Whilst you may feel this is tedious, it is in fact beneficial for your business. You may find your VA, or you could be, doing something that the other party doesn’t like, is confused by, or they may have a better suggestion to improve the system. Having a regular review enables both parties to highlight any concerns, praise what they love and be clear on where they’re heading. You are effectively wanting your VA to be your life long team member, so set it up correctly from the start.

#4 When communication is breaking down

Sadly, I hear this one all the time, and it does disappointment that some (not all) business owner goes sourcing other VAs without actually communicating with their current VA what their concerns are. 9 times out of 10, the VA has no idea they’re not happy.

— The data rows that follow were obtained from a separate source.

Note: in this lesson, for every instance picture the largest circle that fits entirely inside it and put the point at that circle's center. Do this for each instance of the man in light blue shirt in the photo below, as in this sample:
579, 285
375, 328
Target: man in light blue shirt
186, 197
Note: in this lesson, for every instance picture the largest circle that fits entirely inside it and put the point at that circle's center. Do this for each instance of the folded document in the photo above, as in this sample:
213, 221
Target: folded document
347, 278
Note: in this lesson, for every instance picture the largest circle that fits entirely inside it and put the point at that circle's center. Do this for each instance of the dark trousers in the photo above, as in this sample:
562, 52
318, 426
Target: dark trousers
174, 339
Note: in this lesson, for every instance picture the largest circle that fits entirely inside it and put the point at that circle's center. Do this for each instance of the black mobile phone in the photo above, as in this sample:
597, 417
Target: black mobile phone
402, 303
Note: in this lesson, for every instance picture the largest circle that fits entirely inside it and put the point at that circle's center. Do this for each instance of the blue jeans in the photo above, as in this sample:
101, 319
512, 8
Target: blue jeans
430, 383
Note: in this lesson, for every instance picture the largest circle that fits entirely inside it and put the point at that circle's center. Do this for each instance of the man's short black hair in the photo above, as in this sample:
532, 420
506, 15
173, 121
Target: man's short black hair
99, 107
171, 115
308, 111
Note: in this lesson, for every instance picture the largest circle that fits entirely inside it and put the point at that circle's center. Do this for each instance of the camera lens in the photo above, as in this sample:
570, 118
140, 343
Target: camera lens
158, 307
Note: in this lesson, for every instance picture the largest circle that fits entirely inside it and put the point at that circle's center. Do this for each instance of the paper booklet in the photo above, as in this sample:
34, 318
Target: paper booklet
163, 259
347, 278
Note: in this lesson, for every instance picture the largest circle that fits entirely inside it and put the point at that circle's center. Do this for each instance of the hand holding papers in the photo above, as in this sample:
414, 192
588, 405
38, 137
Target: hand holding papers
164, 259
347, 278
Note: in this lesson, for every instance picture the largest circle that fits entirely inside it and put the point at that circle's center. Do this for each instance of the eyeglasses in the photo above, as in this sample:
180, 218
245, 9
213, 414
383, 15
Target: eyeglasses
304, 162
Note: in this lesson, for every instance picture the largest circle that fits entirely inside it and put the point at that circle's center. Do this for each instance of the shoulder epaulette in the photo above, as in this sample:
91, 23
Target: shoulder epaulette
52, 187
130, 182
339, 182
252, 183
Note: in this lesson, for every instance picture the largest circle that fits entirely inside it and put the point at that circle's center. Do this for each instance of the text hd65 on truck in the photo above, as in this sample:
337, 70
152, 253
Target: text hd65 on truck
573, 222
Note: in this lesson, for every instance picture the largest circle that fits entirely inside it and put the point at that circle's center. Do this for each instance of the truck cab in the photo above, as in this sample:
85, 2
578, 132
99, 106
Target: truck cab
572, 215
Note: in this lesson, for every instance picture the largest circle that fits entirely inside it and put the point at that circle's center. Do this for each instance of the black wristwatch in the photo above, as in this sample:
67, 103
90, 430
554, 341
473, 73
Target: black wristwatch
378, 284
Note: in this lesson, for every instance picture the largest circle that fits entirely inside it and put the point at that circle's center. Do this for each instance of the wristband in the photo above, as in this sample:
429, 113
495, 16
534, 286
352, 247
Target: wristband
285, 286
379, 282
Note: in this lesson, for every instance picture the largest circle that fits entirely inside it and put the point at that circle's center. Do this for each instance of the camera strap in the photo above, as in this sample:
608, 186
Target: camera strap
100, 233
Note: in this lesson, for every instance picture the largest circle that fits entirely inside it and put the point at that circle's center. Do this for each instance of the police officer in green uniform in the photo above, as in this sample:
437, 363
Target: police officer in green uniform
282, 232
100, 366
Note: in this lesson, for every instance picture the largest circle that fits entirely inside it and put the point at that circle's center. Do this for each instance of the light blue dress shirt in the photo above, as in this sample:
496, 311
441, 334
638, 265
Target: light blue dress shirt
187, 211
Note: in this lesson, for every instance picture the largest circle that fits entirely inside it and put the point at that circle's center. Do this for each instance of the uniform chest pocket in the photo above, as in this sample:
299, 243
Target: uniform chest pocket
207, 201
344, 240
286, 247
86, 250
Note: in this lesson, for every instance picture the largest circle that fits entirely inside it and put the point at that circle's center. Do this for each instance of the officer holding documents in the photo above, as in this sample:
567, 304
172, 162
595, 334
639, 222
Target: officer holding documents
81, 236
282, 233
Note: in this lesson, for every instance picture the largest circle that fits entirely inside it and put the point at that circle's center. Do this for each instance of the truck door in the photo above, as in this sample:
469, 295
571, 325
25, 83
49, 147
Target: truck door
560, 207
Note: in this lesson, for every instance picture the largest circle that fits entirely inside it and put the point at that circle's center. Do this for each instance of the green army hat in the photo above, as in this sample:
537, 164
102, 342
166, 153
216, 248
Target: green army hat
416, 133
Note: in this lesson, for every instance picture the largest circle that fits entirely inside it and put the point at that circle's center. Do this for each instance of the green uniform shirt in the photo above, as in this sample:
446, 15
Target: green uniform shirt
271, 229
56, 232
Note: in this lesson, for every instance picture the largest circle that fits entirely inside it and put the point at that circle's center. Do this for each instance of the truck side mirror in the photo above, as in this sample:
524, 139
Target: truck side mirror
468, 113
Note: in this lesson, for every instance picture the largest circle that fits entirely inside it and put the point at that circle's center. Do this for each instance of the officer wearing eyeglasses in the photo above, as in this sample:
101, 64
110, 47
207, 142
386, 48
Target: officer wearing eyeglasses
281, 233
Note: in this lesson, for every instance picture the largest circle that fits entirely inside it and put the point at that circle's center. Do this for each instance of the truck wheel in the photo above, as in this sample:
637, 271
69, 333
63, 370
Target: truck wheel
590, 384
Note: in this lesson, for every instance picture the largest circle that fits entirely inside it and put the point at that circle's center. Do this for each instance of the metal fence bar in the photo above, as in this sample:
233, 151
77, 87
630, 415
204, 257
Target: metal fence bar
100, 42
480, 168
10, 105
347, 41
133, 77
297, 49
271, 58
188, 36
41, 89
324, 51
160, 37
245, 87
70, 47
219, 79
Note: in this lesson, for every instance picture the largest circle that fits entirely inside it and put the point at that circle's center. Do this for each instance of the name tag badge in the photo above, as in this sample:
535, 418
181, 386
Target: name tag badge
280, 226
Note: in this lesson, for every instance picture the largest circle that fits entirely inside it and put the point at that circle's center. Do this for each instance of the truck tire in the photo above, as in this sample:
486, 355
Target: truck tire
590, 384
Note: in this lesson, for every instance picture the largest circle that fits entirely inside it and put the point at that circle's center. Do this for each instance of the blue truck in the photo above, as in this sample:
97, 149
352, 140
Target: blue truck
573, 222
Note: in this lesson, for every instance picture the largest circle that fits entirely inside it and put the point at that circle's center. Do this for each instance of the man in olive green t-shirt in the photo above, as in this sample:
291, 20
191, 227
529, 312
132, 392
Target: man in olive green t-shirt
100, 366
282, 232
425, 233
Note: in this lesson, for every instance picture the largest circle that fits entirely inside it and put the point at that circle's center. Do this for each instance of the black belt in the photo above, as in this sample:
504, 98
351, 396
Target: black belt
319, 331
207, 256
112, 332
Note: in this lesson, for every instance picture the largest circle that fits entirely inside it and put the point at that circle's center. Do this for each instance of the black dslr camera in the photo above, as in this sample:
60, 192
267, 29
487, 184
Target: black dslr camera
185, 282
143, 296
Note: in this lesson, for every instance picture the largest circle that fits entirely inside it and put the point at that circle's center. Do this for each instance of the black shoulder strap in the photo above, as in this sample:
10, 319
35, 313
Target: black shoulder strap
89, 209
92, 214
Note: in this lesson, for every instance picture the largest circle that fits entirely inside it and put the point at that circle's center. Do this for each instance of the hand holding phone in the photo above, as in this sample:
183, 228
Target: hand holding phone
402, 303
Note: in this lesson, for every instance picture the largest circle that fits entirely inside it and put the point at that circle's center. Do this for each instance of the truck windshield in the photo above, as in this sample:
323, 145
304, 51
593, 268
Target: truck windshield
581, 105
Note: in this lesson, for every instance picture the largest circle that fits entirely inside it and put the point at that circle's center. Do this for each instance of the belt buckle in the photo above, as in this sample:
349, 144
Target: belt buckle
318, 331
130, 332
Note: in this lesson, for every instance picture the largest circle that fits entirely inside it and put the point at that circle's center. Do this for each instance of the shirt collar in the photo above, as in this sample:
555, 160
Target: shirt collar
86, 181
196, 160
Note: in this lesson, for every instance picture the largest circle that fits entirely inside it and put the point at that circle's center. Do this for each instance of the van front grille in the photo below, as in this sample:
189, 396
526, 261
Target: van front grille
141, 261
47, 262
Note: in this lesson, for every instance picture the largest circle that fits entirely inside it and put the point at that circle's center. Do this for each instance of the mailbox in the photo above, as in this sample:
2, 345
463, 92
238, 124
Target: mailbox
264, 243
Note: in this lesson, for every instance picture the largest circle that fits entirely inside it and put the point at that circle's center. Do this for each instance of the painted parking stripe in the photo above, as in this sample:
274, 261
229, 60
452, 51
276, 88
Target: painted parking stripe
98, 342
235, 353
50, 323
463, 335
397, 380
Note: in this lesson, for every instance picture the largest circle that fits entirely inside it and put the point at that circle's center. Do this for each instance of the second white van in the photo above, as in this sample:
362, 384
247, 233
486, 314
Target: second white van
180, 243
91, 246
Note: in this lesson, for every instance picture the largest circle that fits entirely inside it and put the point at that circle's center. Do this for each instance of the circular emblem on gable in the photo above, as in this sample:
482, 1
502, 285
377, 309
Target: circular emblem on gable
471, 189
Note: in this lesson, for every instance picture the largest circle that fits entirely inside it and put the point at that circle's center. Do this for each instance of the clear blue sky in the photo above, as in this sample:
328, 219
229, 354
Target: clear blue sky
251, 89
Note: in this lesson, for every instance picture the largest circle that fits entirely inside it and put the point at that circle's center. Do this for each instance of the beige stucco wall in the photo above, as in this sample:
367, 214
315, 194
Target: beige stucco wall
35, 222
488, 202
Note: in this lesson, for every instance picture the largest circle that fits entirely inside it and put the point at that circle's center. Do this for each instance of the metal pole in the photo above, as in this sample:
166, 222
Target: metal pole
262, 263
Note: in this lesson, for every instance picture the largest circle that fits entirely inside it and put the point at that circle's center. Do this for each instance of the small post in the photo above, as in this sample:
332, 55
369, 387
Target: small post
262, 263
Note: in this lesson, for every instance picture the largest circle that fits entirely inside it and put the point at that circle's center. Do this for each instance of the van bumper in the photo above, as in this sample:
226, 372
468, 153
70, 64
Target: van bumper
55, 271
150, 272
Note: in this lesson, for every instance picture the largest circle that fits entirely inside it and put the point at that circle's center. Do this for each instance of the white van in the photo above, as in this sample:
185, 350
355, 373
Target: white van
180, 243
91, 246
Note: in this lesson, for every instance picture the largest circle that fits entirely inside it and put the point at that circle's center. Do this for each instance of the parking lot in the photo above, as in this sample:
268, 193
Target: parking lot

If you are having issues with your VA, TELL THEM! Explain what your concerns are, and how you would like to see things improve. A VA is a business owner, and isn’t going to want a client being dissatisfied with their services, they are quite likely thinking you’re happy with their performance as you haven’t made them aware of your frustrations.

And of course, if their performance doesn’t improve, move on and find a VA that suits and meets your needs.

Remember, that any experience with a VA whether good or bad, is helping you in your own business identify what works and doesn’t work. No experience is ever a waste, it is educational.